Мы с папой оделись и побежали на Бебеля.
Мадам Чеперуха сказала правду: торгсин горел. Старик, который стоял рядом, говорил, что горит уже с четверть часа — не меньше. Он только вышел из церкви, и ему сразу показалось, что тянет дымом.
— Носом, носом чую, — удивлялся старик, — а глаза не видят. Ну, а пока дошел…
Что было, когда он дошел, это мы уже сами видели: торгсин горел, и еще как горел! В тех местах, где были окна, метались, как будто они сами боялись пожара и хотели выпрыгнуть на улицу, багровые полосы, а люди стояли и смотрели. Люди стояли на проспекте, стояли на Бебеля — и смотрели. Старик два раза перекрестился:
— Усе спалит, усе геть спалит.
Потом внутри что-то бахнуло, и огонь бросился через дверь на улицу, как будто никаких дверей не было. Люди на тротуаре подались назад, но те, что стояли на мостовой, не хотели отходить и получилась давка. Мне было страшно, я говорил папе, что лучше постоять в садике, что с забора удобнее смотреть, а папа только крепче прижимал меня к себе, чтобы я не потерялся.
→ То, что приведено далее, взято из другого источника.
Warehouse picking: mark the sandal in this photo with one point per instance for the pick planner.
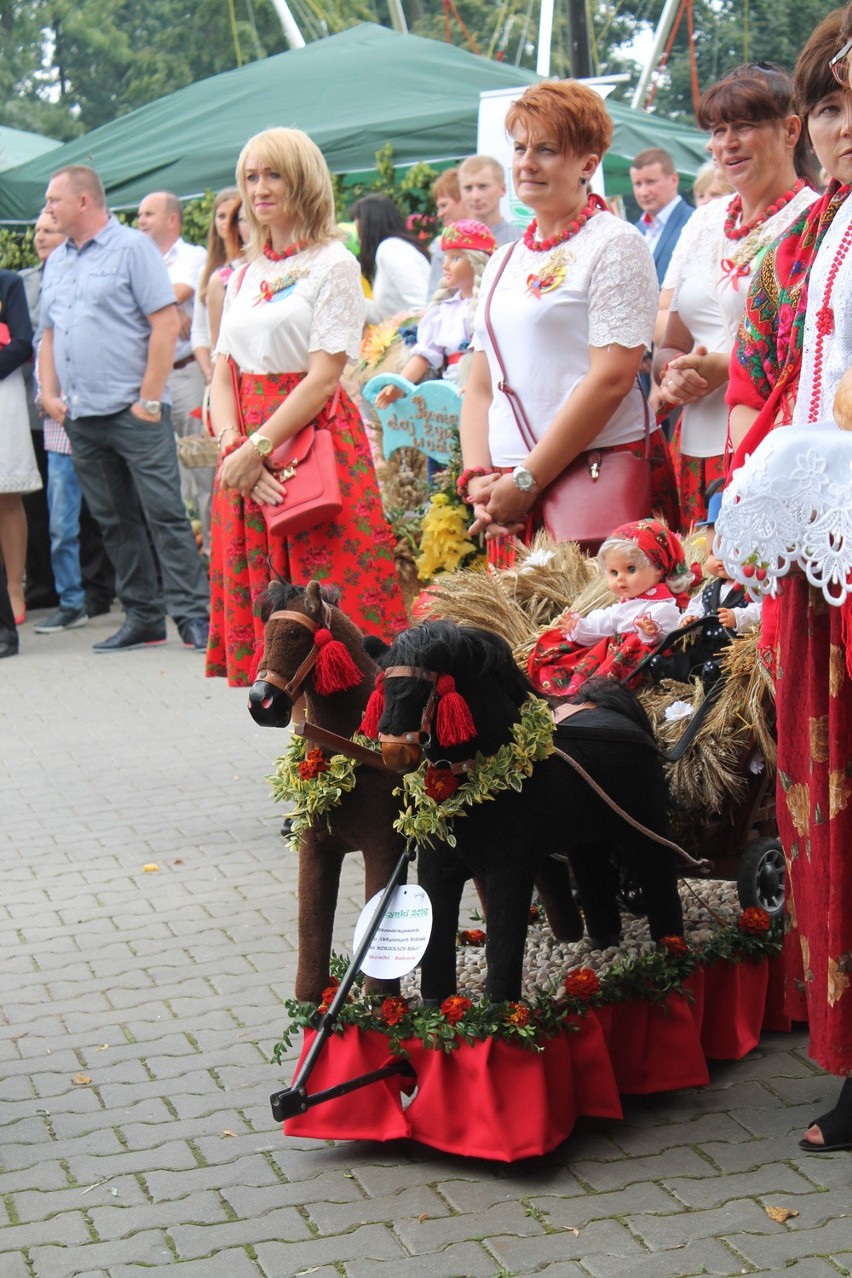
(836, 1126)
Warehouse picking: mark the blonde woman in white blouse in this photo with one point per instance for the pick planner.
(572, 313)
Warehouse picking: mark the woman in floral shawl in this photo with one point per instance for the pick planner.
(777, 378)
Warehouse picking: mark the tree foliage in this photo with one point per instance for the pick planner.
(69, 65)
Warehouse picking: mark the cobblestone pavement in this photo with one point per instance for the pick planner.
(139, 1010)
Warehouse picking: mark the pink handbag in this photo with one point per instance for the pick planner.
(600, 490)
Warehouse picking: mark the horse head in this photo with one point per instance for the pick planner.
(448, 692)
(312, 648)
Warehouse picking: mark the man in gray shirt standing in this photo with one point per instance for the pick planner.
(110, 325)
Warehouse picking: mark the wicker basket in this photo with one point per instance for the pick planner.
(197, 450)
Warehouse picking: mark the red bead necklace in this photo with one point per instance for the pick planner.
(595, 202)
(735, 212)
(290, 251)
(825, 323)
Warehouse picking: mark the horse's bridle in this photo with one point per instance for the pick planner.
(293, 686)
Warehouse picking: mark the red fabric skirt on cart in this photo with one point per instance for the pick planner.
(814, 812)
(353, 552)
(694, 476)
(501, 550)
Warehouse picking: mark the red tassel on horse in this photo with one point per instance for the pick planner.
(335, 670)
(374, 709)
(454, 721)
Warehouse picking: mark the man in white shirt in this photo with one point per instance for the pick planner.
(664, 212)
(482, 184)
(161, 219)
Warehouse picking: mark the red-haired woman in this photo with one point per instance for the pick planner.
(755, 139)
(572, 308)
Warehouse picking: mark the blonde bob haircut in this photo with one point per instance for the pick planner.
(566, 113)
(307, 180)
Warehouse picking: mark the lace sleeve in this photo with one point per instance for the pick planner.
(339, 309)
(623, 294)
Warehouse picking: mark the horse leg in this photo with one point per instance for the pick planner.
(598, 887)
(553, 885)
(319, 864)
(443, 878)
(509, 905)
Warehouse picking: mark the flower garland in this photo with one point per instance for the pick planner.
(313, 782)
(650, 977)
(426, 816)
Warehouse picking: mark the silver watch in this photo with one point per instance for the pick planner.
(524, 479)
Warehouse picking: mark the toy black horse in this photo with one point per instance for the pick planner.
(506, 841)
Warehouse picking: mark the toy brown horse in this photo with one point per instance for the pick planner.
(295, 619)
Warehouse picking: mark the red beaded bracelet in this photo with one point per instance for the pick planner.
(464, 479)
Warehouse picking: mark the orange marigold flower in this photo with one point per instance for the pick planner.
(581, 983)
(313, 763)
(394, 1010)
(455, 1007)
(440, 784)
(754, 920)
(673, 946)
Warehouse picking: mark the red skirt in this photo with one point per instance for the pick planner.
(354, 552)
(694, 477)
(501, 552)
(814, 812)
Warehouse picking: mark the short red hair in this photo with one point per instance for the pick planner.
(569, 113)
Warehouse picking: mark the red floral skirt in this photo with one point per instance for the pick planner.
(353, 552)
(500, 550)
(694, 476)
(814, 810)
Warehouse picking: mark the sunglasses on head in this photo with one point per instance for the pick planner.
(838, 64)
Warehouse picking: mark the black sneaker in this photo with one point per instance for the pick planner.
(63, 619)
(130, 637)
(194, 633)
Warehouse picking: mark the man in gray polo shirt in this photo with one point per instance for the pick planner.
(110, 325)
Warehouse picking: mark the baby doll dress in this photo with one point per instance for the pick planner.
(276, 313)
(604, 643)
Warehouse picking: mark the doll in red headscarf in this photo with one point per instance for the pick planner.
(646, 571)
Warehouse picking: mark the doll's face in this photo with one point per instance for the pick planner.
(627, 579)
(459, 272)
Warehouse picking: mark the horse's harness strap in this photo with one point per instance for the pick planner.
(293, 686)
(703, 865)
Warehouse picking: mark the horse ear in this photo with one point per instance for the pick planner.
(313, 601)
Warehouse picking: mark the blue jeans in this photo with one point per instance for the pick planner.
(64, 497)
(128, 472)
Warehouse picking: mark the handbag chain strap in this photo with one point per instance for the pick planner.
(511, 394)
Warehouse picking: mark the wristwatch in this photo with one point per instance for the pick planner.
(262, 445)
(524, 479)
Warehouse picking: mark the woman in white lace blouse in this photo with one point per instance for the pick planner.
(572, 312)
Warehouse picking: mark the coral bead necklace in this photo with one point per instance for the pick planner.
(735, 212)
(544, 246)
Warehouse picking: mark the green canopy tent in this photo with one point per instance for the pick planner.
(18, 146)
(351, 92)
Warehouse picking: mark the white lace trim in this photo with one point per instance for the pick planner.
(791, 506)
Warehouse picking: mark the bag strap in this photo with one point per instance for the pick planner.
(514, 398)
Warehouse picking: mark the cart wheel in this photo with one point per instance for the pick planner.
(761, 877)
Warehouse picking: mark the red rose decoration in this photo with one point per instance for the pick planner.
(754, 920)
(519, 1015)
(581, 983)
(440, 784)
(673, 946)
(313, 763)
(455, 1007)
(394, 1010)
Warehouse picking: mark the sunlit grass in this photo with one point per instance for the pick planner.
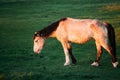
(19, 19)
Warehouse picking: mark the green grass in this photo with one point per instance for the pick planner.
(19, 19)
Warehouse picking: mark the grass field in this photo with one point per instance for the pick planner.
(19, 19)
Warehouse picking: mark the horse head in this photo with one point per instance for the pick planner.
(38, 43)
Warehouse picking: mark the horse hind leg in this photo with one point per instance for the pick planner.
(69, 57)
(99, 53)
(112, 53)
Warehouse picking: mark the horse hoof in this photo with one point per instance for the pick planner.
(95, 64)
(66, 64)
(115, 65)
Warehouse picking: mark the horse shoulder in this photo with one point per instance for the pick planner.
(61, 32)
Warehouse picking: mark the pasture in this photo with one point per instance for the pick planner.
(19, 19)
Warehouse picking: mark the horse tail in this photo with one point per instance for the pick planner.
(111, 37)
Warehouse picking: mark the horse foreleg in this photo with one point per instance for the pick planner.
(99, 53)
(66, 51)
(72, 56)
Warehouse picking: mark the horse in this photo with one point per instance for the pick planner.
(68, 30)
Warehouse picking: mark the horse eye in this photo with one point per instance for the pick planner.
(36, 41)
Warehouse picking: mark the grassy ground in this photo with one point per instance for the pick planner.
(19, 19)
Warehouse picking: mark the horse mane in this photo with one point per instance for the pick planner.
(45, 32)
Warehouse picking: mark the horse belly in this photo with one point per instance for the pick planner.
(79, 38)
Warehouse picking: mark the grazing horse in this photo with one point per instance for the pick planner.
(69, 30)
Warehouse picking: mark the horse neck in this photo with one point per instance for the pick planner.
(53, 34)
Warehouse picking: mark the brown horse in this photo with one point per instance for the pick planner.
(69, 30)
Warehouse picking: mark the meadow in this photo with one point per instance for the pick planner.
(19, 19)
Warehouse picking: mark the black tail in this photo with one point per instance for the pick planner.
(112, 41)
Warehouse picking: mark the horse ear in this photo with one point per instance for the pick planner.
(35, 33)
(41, 35)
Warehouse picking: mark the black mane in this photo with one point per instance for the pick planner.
(50, 28)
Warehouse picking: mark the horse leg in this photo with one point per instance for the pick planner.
(68, 54)
(99, 53)
(113, 55)
(72, 56)
(66, 51)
На Преображенской задзеленькали колокола; приближаясь к торгсину, колокола звонили все тревожнее, но люди не расступались, и пожарники, когда они подъехали вплотную, ругались и толкали людей шлангами, чтобы пробить себе дорогу.
Огня делалось все больше, он захватил уже всю стену, и я видел, как он перебрасывается на другие дома и подбирается к нашему, потому что мы живем почти рядом — полтора квартала.
— Папа, — закричал я, — идем домой, идем скажем маме…
— Дурачок, — сказал папа, — ты испугался.